In one embodiment, the layout state refers to a spatial position layout state of the article.
In one embodiment, the article corresponding to the layout state includes: functional areas, walls, doors and windows, hard-set, soft-set, furniture, home appliances and the like.
In one embodiment, the position and size of the article are represented by its center point coordinates and the length, width, and height of the article.
In one embodiment, the scoring term includes one or more of center alignment, edge alignment, overlap, direction deviation, or distance deviation.
In one embodiment, the deduction value of the layout score in step 3 is encoded in multi-hot.
In one embodiment, the code is arranged according to each layout score, and if the layout score of the current bit is in a score deduction state, the position is "1", otherwise, the position is "0".
In one embodiment, the reward function used in reinforcement learning employs a delayed reward function.

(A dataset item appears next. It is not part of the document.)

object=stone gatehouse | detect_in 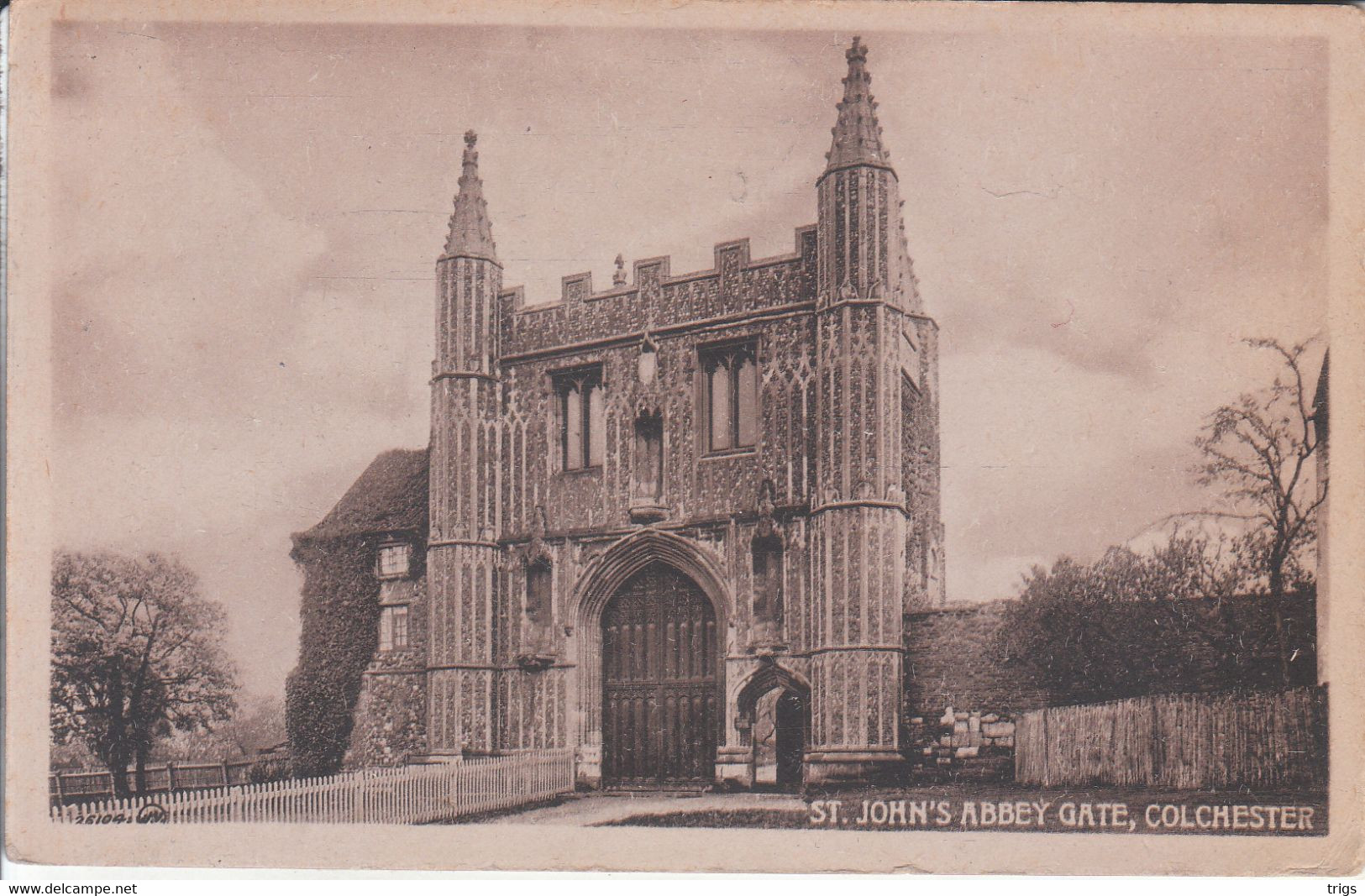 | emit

In one embodiment, the reward function is:
Figure DEST_PATH_IMAGE006A
wherein G istThe method comprises the steps of representing a reward value of the current time, representing the sum of scoring values of all scoring items of a scoring system by score, representing the acquired optimal scheme time by T _ T, representing the ending state time by T, using a parameter alpha for measuring the effectiveness of the current behavior of the current time, and using a parameter lambda for measuring the effectiveness of the current behavior of the whole process.
In one embodiment, the behavior in the reinforcement learning process takes the following function:
Figure DEST_PATH_IMAGE008A
wherein output represents an output probability distribution of the neural network; action is an action to be performed, which refers to the optimized movement of the layout score items.
A reinforcement learning home layout optimization system, comprising:
the layout state acquisition module is used for acquiring the layout state of the home;
the deduction value calculating module is used for calculating the deduction value of the layout evaluation item according to the layout state;
the coding module is used for coding the deduction value of the layout scoring item;
and the reinforcement learning module is used for optimizing different layout states according to the deduction values by adopting a reinforcement learning method to obtain the optimal layout.
In one embodiment, the layout state refers to a spatial position layout state of the article.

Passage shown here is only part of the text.